To validate such diagnostic applicability, future studies must investigate VFI further in various aortic flow patterns, such as in different aorta sizes, mechanical properties, flow conditions, and imaging planes, because this study only measured flow in one aorta phantom at three imaging planes and with a limited combination of the native and ECMO flow rate. Also, the deformation of the aortic wall and the viscosity of the blood were not considered in the experiment. Those properties would affect pressure distribution and hydraulic interactions between native and ECMO flow in the aorta and might show different flow patterns in VFI. To take those properties into account, future studies should adjust the elasticity of the PVA phantoms [28, 29] and the viscosity of the blood-mimicking fluid [30]. In addition, the ECMO flow rates in this study (0.35 and 1.0 L/min) had to be lower than that of used in the actual VA-ECMO treatment (> 3 L/min) in order to observe the mixing zone at around the arch. This discrepancy may be attributed to the limitations in replicating the ECMO flow to the abdominal aorta due to (1) differences in the size and positioning of the ECMO flow outlet compared to the actual ECMO cannulas, and (2) non-physiological properties of the aorta phantom, such as the elasticity of the aorta wall and the constant peripheral pressure determined by the height of the reservoirs. Fine adjustment of those flow circuit components would simulate more realistic flow profile, especially in the descending aorta and the aorta trifurcation branches. Moreover, this study only used one cardiac flow condition as the ball valve installed in the cardiac pump did not precisely simulate the aortic valve motion and caused significant backward flow in the aorta when the flow rate of the pulsatile pump was increased. The cardiac pump system should be improved further to investigate aortic flow patterns with an increased cardiac output, for example during the weaning period of ECMO treatment.
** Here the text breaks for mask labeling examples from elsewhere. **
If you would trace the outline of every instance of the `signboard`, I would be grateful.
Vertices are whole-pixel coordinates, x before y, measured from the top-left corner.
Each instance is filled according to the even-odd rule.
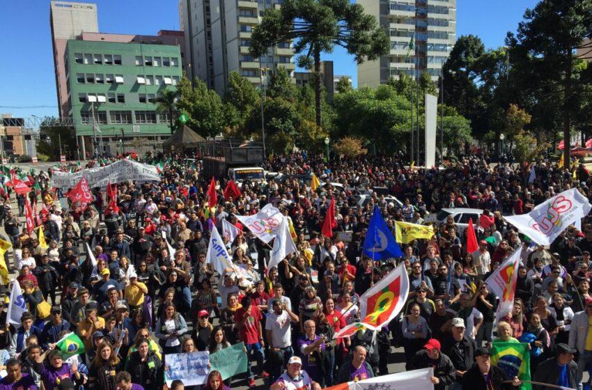
[[[82,178],[86,179],[88,187],[107,187],[111,184],[127,180],[160,181],[155,166],[142,164],[132,159],[120,159],[105,166],[98,166],[68,173],[55,171],[52,176],[52,187],[55,188],[73,188]]]
[[[210,373],[208,352],[170,354],[164,357],[166,385],[173,380],[182,381],[185,386],[203,384]]]

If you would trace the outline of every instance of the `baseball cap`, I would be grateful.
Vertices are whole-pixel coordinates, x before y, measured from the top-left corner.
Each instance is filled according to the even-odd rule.
[[[465,328],[467,327],[465,326],[465,320],[462,318],[453,318],[452,319],[452,326],[458,328]]]
[[[423,345],[423,348],[428,351],[431,351],[433,350],[440,350],[440,342],[435,338],[430,338],[428,340],[428,342],[426,343],[426,345]]]
[[[479,347],[476,350],[475,350],[475,356],[490,356],[491,354],[489,352],[489,350],[485,348],[485,347]]]
[[[288,361],[288,364],[294,364],[302,365],[302,360],[298,357],[297,356],[293,356],[290,358],[290,360]]]

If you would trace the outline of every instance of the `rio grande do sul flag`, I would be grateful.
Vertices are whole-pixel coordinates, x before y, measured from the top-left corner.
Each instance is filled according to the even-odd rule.
[[[409,276],[401,263],[360,297],[360,322],[340,329],[335,337],[350,336],[363,327],[379,330],[400,312],[408,295]]]
[[[498,320],[512,312],[522,253],[522,247],[520,246],[485,281],[489,289],[499,298],[495,313]]]
[[[572,188],[538,205],[528,214],[504,218],[539,245],[550,245],[568,226],[587,215],[591,208],[588,198]]]

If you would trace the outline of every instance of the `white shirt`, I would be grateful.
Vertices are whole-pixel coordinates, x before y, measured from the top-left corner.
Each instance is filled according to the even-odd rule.
[[[265,330],[272,331],[274,348],[285,348],[292,344],[290,315],[285,310],[277,315],[271,311],[265,320]]]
Finally, to realize VFI measurements of the thoracic aorta in vivo, the development of a VFI system equipped with a TEE probe is necessary to increase the imaging depth and angle so that the imaging field can cover a wider area of the thoracic aorta, including the trifurcation branches, which could not be imaged with a linear array probe in this study. Since TEE probes have different acoustic transducer geometry from the linear array probes, a new imaging sequence for TEE-VFI system has to be designed using diverging wave imaging schemes [17, 19]. Also, a custom TEE probe that can be used with a research-purpose ultrasound platform is necessary to acquire raw echo signals to perform VFI processing. In clinical practice, TEE has already been utilized for monitoring patients undergoing ECMO treatment to adjust the position of the ECMO cannula, optimize the afterload of the left ventricle, and detect left ventricular thrombi [31]. Thus, when a TEE VFI system is developed, it will be readily combined with these present diagnostic techniques and will provide deep insights into the complex hemodynamics in the thoracic aorta under VA-ECMO treatment.

Conclusions

This study aimed to perform the first attempt to test an ultrasound VFI technique on a bench-top condition to visualize the simulated hemodynamics in the thoracic aorta under VA-ECMO treatment. A bench-top thoracic aorta system was devised to simulate hemodynamics with two different ECMO settings, and the dynamic flow patterns were acquired using a VFI framework. The experiments successfully demonstrated that the VPI cineloop is capable of visualizing comprehensive flow dynamics caused by interactions between the ECMO flow and the cardiac output in various cardiac phases. The application of this technique to patients may provide new insights into aortic hydrodynamic conditions that aid effective and safe VA-ECMO treatments.